In accordance with these principles, courts have imposed a wide variety of highly intrusive equitable remedies in institutional reform litigation to remedy constitutional violations and to foster paramount public interests, including various structural reforms. Typically in such cases, the equitable relief afforded exceeds an injunction enjoining the proscribed conduct, and also encompasses compelled changes in practices, structural changes and prolonged court-supervision over implementation of the equitable relief. See generally, DOBBS, Vol. Two at 348-353.

For example, in Brown v. Bd. of Educ., 349 U.S. 294, 300-01 (1955), the Supreme Court ruled that courts had very broad equitable powers to order structural changes in school systems to desegregate schools, including “ordering the immediate admission of plaintiffs to schools previously attended only by white children.” Similarly, in Swann, 402 U.S. at 9-10, 18-32, the Supreme Court upheld a district court’s equitable authority to order a school district to implement a comprehensive plan to desegregate a school system, including various structural changes such as re-zoning, busing of students, and re-assignment of teachers to different schools. Moreover, in Milliken v. Bradley, 433 U.S. 267, 279-91 (1977), the Supreme Court upheld the equitable powers of a district court, as part of a desegregation decree, to “order compensatory or remedial educational programs for schoolchildren who have been subjected to past acts of de jure segregation.” Id. at 267.
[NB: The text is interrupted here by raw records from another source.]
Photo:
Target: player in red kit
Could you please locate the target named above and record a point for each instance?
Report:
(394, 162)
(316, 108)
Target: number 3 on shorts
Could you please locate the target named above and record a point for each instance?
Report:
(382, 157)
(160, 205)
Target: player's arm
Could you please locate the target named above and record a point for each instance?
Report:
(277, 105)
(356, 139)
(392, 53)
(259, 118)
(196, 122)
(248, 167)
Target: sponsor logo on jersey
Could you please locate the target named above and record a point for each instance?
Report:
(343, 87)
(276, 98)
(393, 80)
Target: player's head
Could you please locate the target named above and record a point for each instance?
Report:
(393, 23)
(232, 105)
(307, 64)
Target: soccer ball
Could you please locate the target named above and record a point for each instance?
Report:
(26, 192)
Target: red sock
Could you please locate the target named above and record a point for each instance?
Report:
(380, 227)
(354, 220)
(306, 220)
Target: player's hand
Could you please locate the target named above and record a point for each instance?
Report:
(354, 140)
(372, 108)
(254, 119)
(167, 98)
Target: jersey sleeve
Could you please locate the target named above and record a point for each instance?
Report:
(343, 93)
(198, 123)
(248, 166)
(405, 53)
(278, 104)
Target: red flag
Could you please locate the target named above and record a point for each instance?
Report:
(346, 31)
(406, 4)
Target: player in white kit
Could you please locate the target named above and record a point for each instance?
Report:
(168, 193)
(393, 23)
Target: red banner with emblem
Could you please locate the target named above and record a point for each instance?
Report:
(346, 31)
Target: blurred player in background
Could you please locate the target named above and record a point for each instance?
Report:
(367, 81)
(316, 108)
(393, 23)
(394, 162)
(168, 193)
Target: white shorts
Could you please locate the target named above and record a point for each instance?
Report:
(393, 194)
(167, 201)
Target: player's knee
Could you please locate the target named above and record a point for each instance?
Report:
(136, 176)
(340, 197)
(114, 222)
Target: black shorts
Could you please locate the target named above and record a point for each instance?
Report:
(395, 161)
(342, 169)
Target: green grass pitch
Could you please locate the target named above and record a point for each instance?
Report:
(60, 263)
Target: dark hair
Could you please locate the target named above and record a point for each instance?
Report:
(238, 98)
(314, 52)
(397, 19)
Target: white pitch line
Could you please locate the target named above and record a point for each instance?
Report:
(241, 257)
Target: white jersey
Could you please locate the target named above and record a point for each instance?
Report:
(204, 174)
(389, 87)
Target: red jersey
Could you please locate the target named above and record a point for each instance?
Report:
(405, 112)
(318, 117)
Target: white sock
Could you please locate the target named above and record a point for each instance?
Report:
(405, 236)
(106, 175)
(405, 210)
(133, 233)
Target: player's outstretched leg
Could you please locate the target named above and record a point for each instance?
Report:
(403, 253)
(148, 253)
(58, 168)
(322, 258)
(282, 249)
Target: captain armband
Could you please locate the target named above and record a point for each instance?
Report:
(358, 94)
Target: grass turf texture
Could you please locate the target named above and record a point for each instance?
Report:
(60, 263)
Similarly, in Local 28 of the Sheet Metal Worker’s Int’l Assoc. v. EEOC, 478 U.S. 421 (1986), the district court found that Union Local 28 discriminated against nonwhite workers in recruitment, selection, training and admission to the union. The Supreme Court upheld the district court’s imposition of an affirmative action program requiring Local 28 to adopt various changes its practices and policies, including requiring Local 28 “to offer annual, nondiscriminatory journeyman and apprentice examinations, select members according to a white-non-white ratio to be negotiated by the parties, conduct extensive recruitment and publicity campaigns aimed at minorities, secure the [court-appointed] administrator’s consent before issuing temporary work permits, and maintain detailed membership records.” Id. at 432-33.14

The Supreme Court has, likewise, recognized courts’ expansive equitable authority to order structural changes and other intrusive remedies to redress unconstitutional prison conditions. See, e.g., Hutto v. Finney, 437 U.S. 678, 683 (1978) (describing district court’s orders to change various prisons practices and policies to remedy constitutional violations). Courts, likewise, have afforded similar equitable relief to compel changes in conditions and policies to remedy unconstitutional treatment of mental patients.